James Morrow published his first novel, The Wine of Violence, in 1981. His efforts since then include The Continent of Lies (1984), This Is the Way the World Ends (1986), Only Begotten Daughter (1990), City of Truth (1991), Bible Stories for Adults (1996), and The Cat’s Pajamas & Other Stories (2004). He is best known for the Godhead Trilogy — comprising Towing Jehovah (1994), Blameless in Abaddon (1996), and The Eternal Footman (1999) — as well as The Last Witchfinder (2007), a postmodern historical epic about the coming of the scientific worldview. His latest books are The Philosopher’s Apprentice, about a young ethicist hired to implant a conscience in an adolescent amnesia victim, and The SFWA European Hall of Fame, an anthology he co-edited with his wife Kathryn.

SF Signal had the opportunity to talk to James about his recent work and genre fiction in translation…

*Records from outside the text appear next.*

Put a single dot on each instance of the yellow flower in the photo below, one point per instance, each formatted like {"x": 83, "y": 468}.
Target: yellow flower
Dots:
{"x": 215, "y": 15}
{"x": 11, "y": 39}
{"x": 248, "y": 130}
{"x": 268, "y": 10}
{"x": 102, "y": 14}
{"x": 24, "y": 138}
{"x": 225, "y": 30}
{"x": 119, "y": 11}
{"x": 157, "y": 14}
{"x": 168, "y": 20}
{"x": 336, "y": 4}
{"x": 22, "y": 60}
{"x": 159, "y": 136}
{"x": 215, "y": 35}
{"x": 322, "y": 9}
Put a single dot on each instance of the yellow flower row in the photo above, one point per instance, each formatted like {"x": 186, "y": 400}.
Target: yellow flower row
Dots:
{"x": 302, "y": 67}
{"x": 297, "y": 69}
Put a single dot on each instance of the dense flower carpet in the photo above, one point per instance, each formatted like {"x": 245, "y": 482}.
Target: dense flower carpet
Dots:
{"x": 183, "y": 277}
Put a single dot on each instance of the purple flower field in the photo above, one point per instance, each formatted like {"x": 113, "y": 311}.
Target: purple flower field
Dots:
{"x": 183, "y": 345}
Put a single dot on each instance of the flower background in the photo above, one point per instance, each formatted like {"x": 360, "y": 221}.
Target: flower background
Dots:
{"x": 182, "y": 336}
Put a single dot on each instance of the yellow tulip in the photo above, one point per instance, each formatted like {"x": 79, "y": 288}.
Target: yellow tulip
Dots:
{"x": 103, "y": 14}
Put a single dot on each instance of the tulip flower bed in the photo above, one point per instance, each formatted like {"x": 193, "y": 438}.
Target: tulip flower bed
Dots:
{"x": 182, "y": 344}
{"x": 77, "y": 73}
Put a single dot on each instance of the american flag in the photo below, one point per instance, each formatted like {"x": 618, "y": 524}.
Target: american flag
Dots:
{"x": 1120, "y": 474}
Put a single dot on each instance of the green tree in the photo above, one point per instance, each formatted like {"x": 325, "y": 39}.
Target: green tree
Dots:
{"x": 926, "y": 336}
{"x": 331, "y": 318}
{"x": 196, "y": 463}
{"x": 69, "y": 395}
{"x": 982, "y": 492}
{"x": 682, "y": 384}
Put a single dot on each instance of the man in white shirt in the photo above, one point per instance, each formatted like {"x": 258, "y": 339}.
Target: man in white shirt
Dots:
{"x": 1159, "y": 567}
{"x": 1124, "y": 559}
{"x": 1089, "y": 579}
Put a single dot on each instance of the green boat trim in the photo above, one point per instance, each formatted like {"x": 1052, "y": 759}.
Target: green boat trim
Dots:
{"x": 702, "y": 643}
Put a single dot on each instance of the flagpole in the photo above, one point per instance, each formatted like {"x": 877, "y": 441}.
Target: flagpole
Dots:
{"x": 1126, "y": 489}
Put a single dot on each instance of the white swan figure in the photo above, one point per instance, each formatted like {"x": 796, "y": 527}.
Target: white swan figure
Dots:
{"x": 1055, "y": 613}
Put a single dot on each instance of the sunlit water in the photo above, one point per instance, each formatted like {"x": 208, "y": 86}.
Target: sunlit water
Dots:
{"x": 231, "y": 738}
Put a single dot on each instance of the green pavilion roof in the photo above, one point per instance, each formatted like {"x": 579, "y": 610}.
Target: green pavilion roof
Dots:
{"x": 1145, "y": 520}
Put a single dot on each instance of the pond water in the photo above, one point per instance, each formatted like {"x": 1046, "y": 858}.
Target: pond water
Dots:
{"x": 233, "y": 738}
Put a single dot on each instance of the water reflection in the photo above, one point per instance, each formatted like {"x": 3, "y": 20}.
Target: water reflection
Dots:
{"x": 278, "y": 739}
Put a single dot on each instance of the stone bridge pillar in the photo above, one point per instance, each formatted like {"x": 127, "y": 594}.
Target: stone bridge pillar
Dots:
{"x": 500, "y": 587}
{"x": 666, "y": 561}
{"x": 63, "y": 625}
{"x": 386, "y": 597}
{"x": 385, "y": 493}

SF Signal: Can you tell us about the genesis of The SFWA European Hall of Fame and how you came to co-edit it with your wife Kathryn?

James Morrow: Way back at the turn of the millennium, my French publisher encouraged Kathy and me to attend a new and innovative science fiction event, Utopiales, closer in spirit to the Cannes Film Festival than to an American SF convention. In the autumn of 2000, scores of writers, translators, editors, publishers, filmmakers, and fans from all over the world descended on Nantes. Over the course of several lunches and dinners with this extraordinary group of people, Kathy and I gradually became aware that the average non-Anglophone SF writer is caught in a Catch-22. He can’t get translated into English unless he already has an English-speaking readership, and he can’t acquire an English-speaking readership unless he’s already translated into English.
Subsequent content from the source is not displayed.